Si è svolto questo fine settimana a Roma il Workshop Internazionale sulla Schema Therapy (ST) per i Disturbi di Personalità e per il Disturbo Borderline di Personalità, condotto dal Dr. Jeffrey Young , promosso e organizzato dalla S.i.s.t (Società Italiana per la Schema Therapy),dalla ISC (Istituto di Scienze Cognitive), da Humanitas (Scuola di Psicoterapia Cognitiva Comportamentale Integrata) e dall’Università Cattolica del Sacro Cuore.

Di Simona Giuri

Pubblicato il 22 Nov. 2011

Aggiornato il 18 Set. 2013 13:24

S, Giuri, A. Brugnoni, A. Gemelli, M.P. Boldrini

Workshop Internazionale Schema Therapy Roma

Si è svolto questo fine settimana a Roma il Workshop Internazionale sulla Schema Therapy (ST) per i Disturbi di Personalità e per il Disturbo Borderline di Personalità, condotto dal Dr. Jeffrey Young , promosso e organizzato  dalla S.i.s.t (Società Italiana per la Schema Therapy),dalla ISC (Istituto di Scienze Cognitive), da Humanitas (Scuola di Psicoterapia Cognitiva Comportamentale Integrata) e dall’Università Cattolica del Sacro Cuore.

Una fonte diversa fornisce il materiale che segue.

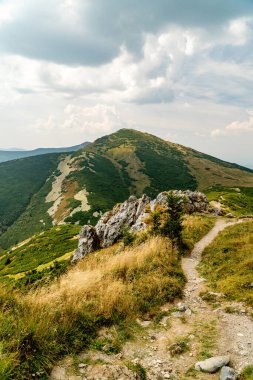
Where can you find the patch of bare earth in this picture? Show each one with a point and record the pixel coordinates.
(168, 348)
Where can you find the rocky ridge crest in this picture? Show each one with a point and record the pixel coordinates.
(132, 214)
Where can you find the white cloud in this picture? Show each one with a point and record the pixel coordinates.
(236, 127)
(88, 121)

Il primo giorno è stato dedicato interamente alla presentazione degli Schemi Maladattivi precoci, definiti come aspetti generali e pervasivi (che comprendono ricordi, emozioni, cognizioni e reazioni neurobiologiche) relativi sia alle valutazioni di sé sia alle relazioni con gli altri:

“Uno Schema è una struttura conoscitiva organizzata, che si sviluppa durante l’infanzia e si manifesta in alcuni comportamenti, sentimenti e pensieri (Arntz, Kuipers, 1998),(…)  si sviluppano Schemi Funzionali (sani) quando i bisogni primari di un bambino sono soddisfatti, questo permette lo sviluppo di immagini positive nei confronti delle altre persone, di se stessi e del mondo intero”.

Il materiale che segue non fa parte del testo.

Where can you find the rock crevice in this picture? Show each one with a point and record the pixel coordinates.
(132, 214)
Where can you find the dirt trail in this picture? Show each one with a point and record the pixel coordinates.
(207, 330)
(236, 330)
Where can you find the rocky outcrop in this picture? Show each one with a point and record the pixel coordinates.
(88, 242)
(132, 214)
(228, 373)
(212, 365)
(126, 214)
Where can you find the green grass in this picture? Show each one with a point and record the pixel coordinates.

Gli Schemi maladattivi sono 18, divisi in quattro macrocategorie:

  • Distacco e Rifiuto (Abbandono/Instabilità, Sfiducia/Abuso, Deprivazione emotiva, Inadeguatezza/Vergogna, Esclusione sociale),
  • Mancanza di Autonomia e di Abilità (Dipendenza, Vulnerabilità, Invischiamento, Fallimento), Mancanza di Regole (Grandiosità, Insufficiente Autocontrollo),
  • Orientamento all’altro (Sottomissione, Autosacrificio, Ricerca di approvazione),
  • Ipercontrollo e Inibizione (Negatività, Inibizione emotiva, Standard severi/Ipercriticismo, Punitività)

Hanno origine da esperienze negative nell’infanzia e nell’adolescenza, unite al temperamento e alle influenze culturali. Successivamente sono stati introdotti gli Stili di Coping (Resa, Evitamento e Ipercompensazione)  tre modalità con cui le persone si adattano e reagiscono all’ambiente esterno, “meccanismi che consentono di fronteggiare gli schemi disadattavi (…) di fronte all’attivazione di uno schema (che equivale a una minaccia) un individuo può reagire attraverso una di queste tre risposte: immobilità, fuga e attacco.”

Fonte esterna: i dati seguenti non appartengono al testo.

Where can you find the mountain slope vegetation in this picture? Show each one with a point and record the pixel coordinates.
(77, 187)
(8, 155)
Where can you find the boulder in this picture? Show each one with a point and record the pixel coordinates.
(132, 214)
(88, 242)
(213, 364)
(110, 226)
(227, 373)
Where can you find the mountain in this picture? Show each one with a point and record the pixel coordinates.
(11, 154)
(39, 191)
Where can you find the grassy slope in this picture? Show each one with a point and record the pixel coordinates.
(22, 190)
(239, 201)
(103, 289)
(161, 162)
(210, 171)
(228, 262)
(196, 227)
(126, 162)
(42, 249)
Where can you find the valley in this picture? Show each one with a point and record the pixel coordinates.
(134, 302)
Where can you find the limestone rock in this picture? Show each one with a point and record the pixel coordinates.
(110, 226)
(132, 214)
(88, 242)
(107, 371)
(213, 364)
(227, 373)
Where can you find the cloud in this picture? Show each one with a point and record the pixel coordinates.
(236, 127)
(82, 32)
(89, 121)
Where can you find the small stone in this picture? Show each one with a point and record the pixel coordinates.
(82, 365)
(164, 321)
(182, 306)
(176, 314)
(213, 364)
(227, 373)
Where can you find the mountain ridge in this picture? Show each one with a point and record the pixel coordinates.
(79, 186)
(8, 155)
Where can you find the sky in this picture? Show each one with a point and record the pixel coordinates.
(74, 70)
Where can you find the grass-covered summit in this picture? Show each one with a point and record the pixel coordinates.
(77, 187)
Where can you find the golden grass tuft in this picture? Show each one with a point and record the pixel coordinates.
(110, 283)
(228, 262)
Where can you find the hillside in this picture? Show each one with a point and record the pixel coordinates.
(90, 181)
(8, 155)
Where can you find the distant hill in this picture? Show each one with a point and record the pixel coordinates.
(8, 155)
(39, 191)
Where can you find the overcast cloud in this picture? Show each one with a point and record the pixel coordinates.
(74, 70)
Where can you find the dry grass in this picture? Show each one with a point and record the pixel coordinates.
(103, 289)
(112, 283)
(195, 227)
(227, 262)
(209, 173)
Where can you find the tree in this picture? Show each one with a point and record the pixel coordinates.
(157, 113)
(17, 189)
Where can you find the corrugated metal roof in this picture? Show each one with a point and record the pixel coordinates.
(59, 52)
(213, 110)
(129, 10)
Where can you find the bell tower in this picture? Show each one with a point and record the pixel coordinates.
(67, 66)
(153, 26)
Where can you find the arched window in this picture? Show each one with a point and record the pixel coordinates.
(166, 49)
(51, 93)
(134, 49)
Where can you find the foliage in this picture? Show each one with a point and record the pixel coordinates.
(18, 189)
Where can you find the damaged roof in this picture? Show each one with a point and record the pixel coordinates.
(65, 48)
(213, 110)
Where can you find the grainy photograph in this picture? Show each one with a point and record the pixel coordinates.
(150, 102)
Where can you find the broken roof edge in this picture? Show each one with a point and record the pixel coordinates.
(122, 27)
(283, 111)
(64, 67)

Analisi Critica della Schema Therapy - Immagine: © robodread - Fotolia.com
Leggi l'articolo: "Un'analisi critica della Schema Therapy"

Probabilmente essendo già in possesso di conoscenze  sull’argomento, l’illustrazione di ogni singolo Schema è sembrata a tratti ridondante, ma fiduciosi e motivati alla scoperta, ci siamo lasciati coinvolgere in un primo esercizio immaginativo, durante il quale avremmo dovuto ricordare e immaginare, dapprima un luogo sicuro, e poi un episodio della nostra infanzia emotivamente doloroso con una figura genitoriale. Con occhi chiusi, luci soffuse e tono di voce basso del conduttore … l’aula, per dieci minuti, si è ammutolita.  Tutti a conclusione dell’esercizio si erano riconosciuti in almeno uno dei quattro primi schemi maladattivi,  che, a detta del Dr. Young, sono quelli più disfunzionali; infatti, senza ostentare imbarazzi tutte le mani si sono alzate, anche più di una volta, forse (…  speriamo) complice la stanchezza.

 

La giornata si conclude con il concetto di Chimica dello Schema (per cui le persone tendono a perpetuare uno schema all’interno delle relazioni sentimentali), fino a giungere ai concetti di Amore Amichevole e Amore Passionale, per i quali, nostra culpa, qualcuno di noi ha evidentemente agito lo schema nella propria coppia, e qualcun altro si è perso a fantasticare a mo’ di cronaca rosa.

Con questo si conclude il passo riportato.